The Beehive: the official blog of the Massachusetts Historical Society

"Preeminently a Good Hater": Lucius Manlius Sargent

The MHS is celebrating the Emancipation Proclamation, signed into law 150 years ago last month, through two exhibitions, “Forever Free: Lincoln & the Emancipation Proclamation,” and “Lincoln in Manuscript & Artifact.”  While myriad considerations were taken into account during the planning and passage, it is also important to not lose sight of the many people that staunchly opposed the action for an equal number of reasons. Not just the southern slaveholders but also their northern counterparts who worked to justify and maintain institutional slavery, often belittling those against it. It is important to remember this other side of the debate, not to revile them through the polished lens and brilliant clarity of hindsight, but to see how even such a seemingly sensible and morally upright idea can carry such fierce opposition by so many well-educated people.

One such person was Lucius Manlius Sargent, author, antiquary, temperance advocate, and member of the Massachusetts Historical Society. Born in Boston in 1786, the youngest of seven children, Sargent attended Phillips Exeter Academy until 1804 when he moved on to Harvard. At Harvard he produced one of his first publications, No. 1 of the New Milk Cheese, or, The Comi-heroic Thunderclap: a Semi-globular Publication Without Beginning and Without End. Quite a title!
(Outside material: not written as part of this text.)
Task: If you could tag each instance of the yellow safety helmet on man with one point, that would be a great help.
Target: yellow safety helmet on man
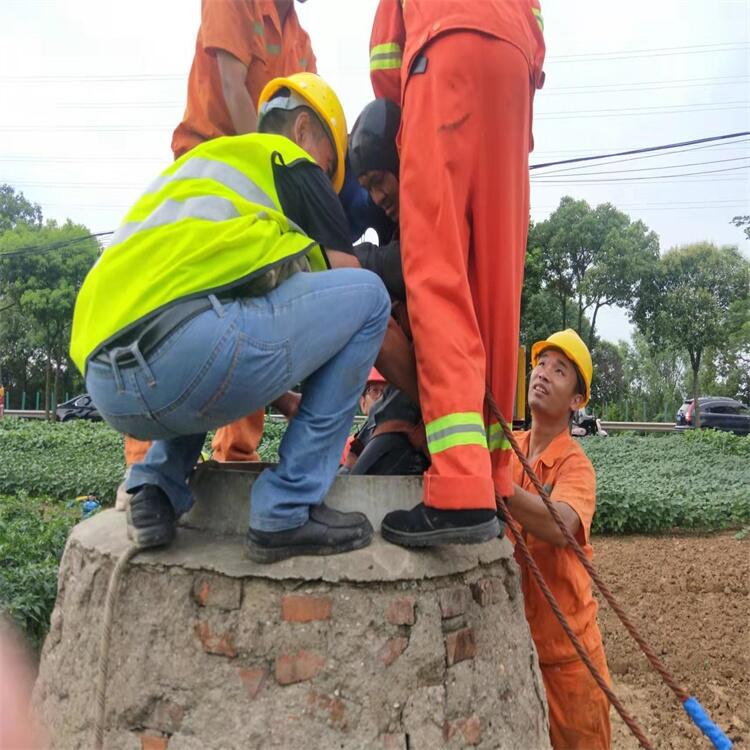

This work heaped scorn on a college official for a dispute Sargent had with him about the quality of the food served at the commons table. The backlash prevented Sargent from completing his course at Harvard. Harvard would eventually grant him a degree, in 1842, acknowledging his public services and excusing his earlier behavior.

Sargent studied law and was admitted to the bar in 1811. He never practiced the profession to any extent, though, thanks in part to an inheritance and some conservative speculation. Instead, he turned to literature and published translations of Virgil into English verse, produced a volume of poems, and even penned an ode, “Wreaths for the Chieftain,” sung at the Boston peace celebration in 1815. Later, he took up the temperance banner and produced dozens of writings on the issue, including a series of 21 Temperance Tales created between 1833 and 1843. His writings and speeches on the topic were so vigorous that he became one of the most conspicuous leaders in the fight against liquor.

In the 1850s he leveled his criticism at prominent Bostonians who favored abolition. In August and September 1857 Sargent, writing under the pen name Sigma, sparred with William Lloyd Garrison in a series of newspaper columns. Published in the Boston Transcript, Sargent attacked abolitionist Parker Pillsbury, accusing him of, among other things, baptizing dogs. He also slammed ‘the infidel Garrison’ as a ‘brazen-faced blasphemer and slanderer,’ stating that Garrison was ‘slimy and slippery’ and seemed ‘to have an almost congenital diathesis towards falsehood and prevarication.’ When Garrison tried to respond the Transcript would not publish his comments so he resorted to publishing the retorts in his own Liberator

Sargent carried his contempt with him publishing an item titled Ballad of the Abolition Blunder-buss (1861), again as Sigma. The pamphlet was a criticism of Govenor John A. Andrew, Ralph Waldo Emerson, and the entire Massachusetts legislature, for a ‘high love-feast’ they held in January of that year and, more generally, for their anti-slavery views.

For a lengthier look at the life of Lucius Manlius Sargent, a man who  “was preeminently a good hater, but ... a conspicuous man in his day ... making rather valuable contributions to local history.”[1] see John Sheppard’s reminiscence of him in the New England Historical and Genealogical Register and Antiquarian Journal, Vol. XXV, No. 3 (July 1871).



[1] Sidney Gunn, “Sargent, Lucius Manlius,” Dictionary of American Biography, XVI (1937): 367.